Two days seem to be the most remembered in the life of a university student—matriculation and convocation. Apart from the few whose parents visit regularly to babysit, for most persons, those two days are the only days their parents and other relatives would ever set their feet on the university campus to see them.
Quite a few students are like me, with parents that missed both events. So we revere in the aura spawned by the friends we have around us. Friends with whom we faced the same challenges and stood victorious at the end.
By a twist of cruel misfortune, my department was scheduled to have physics practical on the day of matriculation. Despite the university management’s expectation that all matriculating students were to be in the Amphitheatre, the handlers of the practical course dared us to miss the practical class. All our pleas were ignored, as they were intent on continuing their annual tradition of wrecking matriculation day for the students of at least two departments.
So on Monday 2nd February 2009, while others were brimming with smiles during the matriculation ceremony, my classmates and I were tinkering with physics laboratory apparatuses. We were released for a short while to quickly get to the Amphitheatre, collect the matriculation form and return to the lab. Thanks to the practical charade, I only have one picture to show for my matriculation. A picture that was taken in the evening, with my much-unwanted trademark frown.
After matriculation, the tests started rolling in. Tests, assignments, exams; we got the full dose of Ife’s medicine. Everything was thrown at us, just as it was thrown at most other departments. We attended officially “illegal” 7am classes that we could not afford to miss, were bogged down with an overload of assignments and resorted to copying ourselves in order to meet the barrage of deadlines.
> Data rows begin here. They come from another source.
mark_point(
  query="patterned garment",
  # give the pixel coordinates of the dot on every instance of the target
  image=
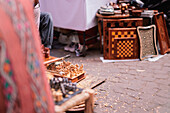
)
(23, 85)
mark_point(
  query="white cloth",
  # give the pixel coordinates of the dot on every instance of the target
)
(73, 14)
(37, 15)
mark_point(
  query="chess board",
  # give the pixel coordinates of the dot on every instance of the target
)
(162, 33)
(123, 32)
(123, 44)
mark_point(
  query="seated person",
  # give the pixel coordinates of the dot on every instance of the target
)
(44, 24)
(23, 83)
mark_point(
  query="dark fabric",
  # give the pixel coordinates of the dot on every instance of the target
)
(46, 29)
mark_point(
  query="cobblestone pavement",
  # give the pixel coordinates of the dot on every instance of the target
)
(132, 87)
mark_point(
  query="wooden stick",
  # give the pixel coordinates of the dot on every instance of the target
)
(89, 102)
(86, 95)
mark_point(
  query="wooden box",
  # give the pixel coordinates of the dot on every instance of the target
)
(122, 44)
(122, 25)
(147, 39)
(162, 33)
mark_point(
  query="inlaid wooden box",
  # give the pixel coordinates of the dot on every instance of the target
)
(121, 25)
(122, 44)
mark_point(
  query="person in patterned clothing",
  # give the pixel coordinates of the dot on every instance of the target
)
(23, 84)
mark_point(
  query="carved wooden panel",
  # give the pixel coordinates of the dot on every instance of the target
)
(162, 33)
(123, 44)
(147, 39)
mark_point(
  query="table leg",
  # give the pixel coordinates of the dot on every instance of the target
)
(100, 33)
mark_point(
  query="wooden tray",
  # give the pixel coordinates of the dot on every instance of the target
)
(162, 33)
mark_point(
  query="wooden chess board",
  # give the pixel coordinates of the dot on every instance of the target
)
(123, 44)
(120, 38)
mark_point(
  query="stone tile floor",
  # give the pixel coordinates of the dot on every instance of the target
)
(131, 87)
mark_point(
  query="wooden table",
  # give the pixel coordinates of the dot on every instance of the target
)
(100, 18)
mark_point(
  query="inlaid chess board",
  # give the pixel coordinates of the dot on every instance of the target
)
(120, 31)
(123, 44)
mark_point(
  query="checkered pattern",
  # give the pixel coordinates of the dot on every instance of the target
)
(125, 49)
(123, 34)
(122, 29)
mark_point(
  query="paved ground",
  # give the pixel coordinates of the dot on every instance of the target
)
(132, 87)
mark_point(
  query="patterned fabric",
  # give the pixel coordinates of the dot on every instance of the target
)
(23, 86)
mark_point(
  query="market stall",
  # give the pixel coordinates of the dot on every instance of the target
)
(77, 15)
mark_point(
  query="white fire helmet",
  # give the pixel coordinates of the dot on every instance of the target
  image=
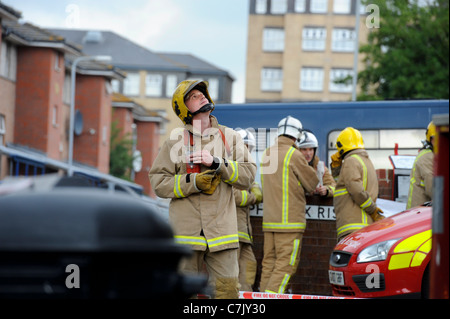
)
(290, 126)
(309, 141)
(248, 138)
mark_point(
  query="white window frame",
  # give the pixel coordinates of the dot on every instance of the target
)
(261, 7)
(132, 84)
(311, 79)
(278, 6)
(319, 6)
(153, 85)
(342, 6)
(271, 79)
(273, 40)
(314, 38)
(343, 40)
(336, 74)
(300, 6)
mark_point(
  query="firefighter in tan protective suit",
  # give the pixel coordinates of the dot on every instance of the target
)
(286, 176)
(197, 168)
(357, 186)
(421, 178)
(245, 198)
(308, 146)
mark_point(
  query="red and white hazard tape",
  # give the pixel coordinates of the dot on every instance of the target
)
(267, 295)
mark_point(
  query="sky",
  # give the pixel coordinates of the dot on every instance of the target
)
(213, 30)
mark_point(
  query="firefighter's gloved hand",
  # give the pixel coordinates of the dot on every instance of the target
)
(377, 214)
(256, 190)
(336, 160)
(214, 183)
(204, 179)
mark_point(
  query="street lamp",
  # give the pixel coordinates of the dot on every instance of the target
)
(95, 58)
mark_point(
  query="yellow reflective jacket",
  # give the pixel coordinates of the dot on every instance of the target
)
(200, 220)
(286, 176)
(421, 179)
(356, 193)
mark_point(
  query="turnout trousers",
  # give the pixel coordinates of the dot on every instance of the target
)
(222, 267)
(280, 261)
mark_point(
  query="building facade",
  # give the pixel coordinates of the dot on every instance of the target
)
(298, 48)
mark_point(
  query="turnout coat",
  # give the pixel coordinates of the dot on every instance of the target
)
(200, 220)
(356, 193)
(286, 176)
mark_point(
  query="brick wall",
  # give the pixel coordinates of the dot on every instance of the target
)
(319, 240)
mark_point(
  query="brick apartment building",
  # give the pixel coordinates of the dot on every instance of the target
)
(35, 86)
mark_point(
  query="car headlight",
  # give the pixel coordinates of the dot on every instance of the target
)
(376, 252)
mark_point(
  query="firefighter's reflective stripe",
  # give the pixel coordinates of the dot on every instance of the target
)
(244, 198)
(411, 252)
(413, 178)
(244, 236)
(351, 227)
(290, 226)
(294, 252)
(191, 240)
(177, 187)
(340, 192)
(234, 176)
(287, 160)
(223, 240)
(343, 191)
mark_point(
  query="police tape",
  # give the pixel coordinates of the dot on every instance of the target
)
(268, 295)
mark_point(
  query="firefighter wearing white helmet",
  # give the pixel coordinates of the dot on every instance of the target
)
(308, 146)
(285, 177)
(245, 199)
(197, 168)
(357, 186)
(421, 177)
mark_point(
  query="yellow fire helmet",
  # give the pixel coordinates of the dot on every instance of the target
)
(349, 139)
(431, 131)
(178, 105)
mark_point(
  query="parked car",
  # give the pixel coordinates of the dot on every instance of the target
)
(389, 258)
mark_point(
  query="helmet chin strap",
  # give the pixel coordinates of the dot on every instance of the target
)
(205, 108)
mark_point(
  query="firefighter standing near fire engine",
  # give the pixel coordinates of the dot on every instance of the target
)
(357, 185)
(421, 178)
(197, 168)
(308, 146)
(285, 177)
(245, 198)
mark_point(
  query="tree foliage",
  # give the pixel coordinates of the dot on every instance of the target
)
(121, 157)
(407, 56)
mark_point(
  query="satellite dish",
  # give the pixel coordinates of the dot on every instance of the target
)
(137, 161)
(78, 124)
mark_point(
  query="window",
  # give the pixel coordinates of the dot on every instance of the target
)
(311, 79)
(300, 6)
(8, 60)
(261, 6)
(171, 85)
(271, 79)
(341, 6)
(273, 40)
(2, 129)
(343, 40)
(381, 143)
(314, 39)
(278, 7)
(131, 84)
(338, 74)
(153, 85)
(319, 6)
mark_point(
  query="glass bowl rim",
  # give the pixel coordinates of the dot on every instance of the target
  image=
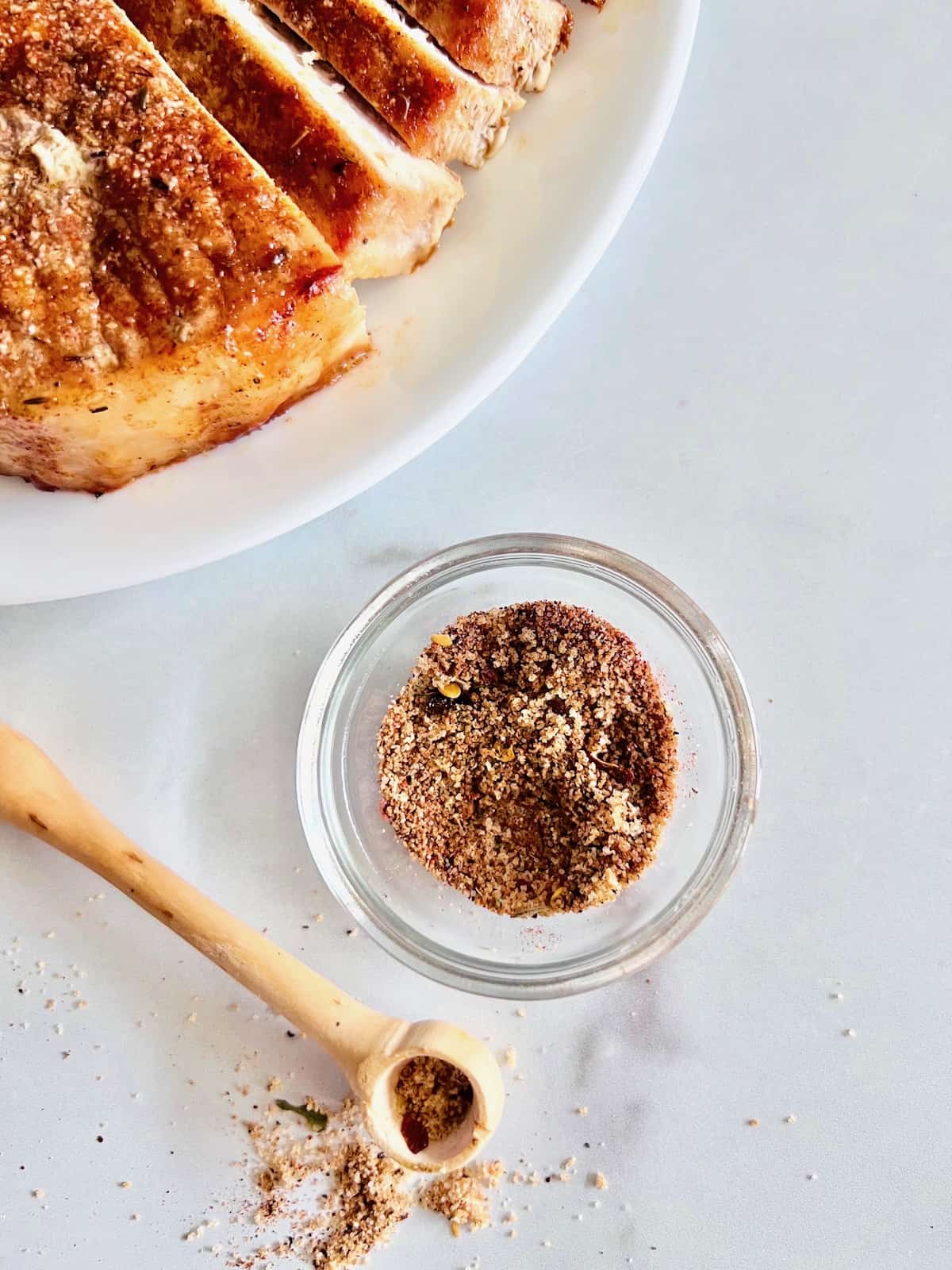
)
(695, 899)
We wrote an exam on a Sunday afternoon, wrote three papers on the Monday after, despite having papers on the Thursday, Friday and Saturday preceding that Sunday, and completed the series with a paper on Tuesday.
Together we proceeded from Part 1 (100L), through all the courses—university requirements, faculty requirements and departmental requirements. Along the line, we were sorted into the serious, the semi-serious and the unserious ones. Academics and extra-curricular activities stood at two ends of a spectrum, and we all chose where we wanted to fit in the spectrum. If being “social” meant partying, we were not anything near those from the “more social faculties”—law and social sciences. What would you expect from a class of about 85 engineering students with only three ladies! We bonded well as a class. At least the majority of us did, and it really helped us overcome challenges.
At the end of it all, one of us, Ademola Oridate, finished as the university’s best graduate, and the overall performance for our set was impressive. On Thursday, 11th December 2014, the journey that began on the 30th of November 2008 finally came to an end.
Now, no more trekking to the famed Spider Building, no more photocopying of numerous materials that made reading dreadful for some, no more assignments to submit, no more climbing in and out of Spider at night, and no more “intecu”—OAU’s hyper-fast wireless internet connection that made life so much easier.
At last, we convoked. The “Prime Movers”; Obafemi Awolowo University’s mechanical engineering class of 2013.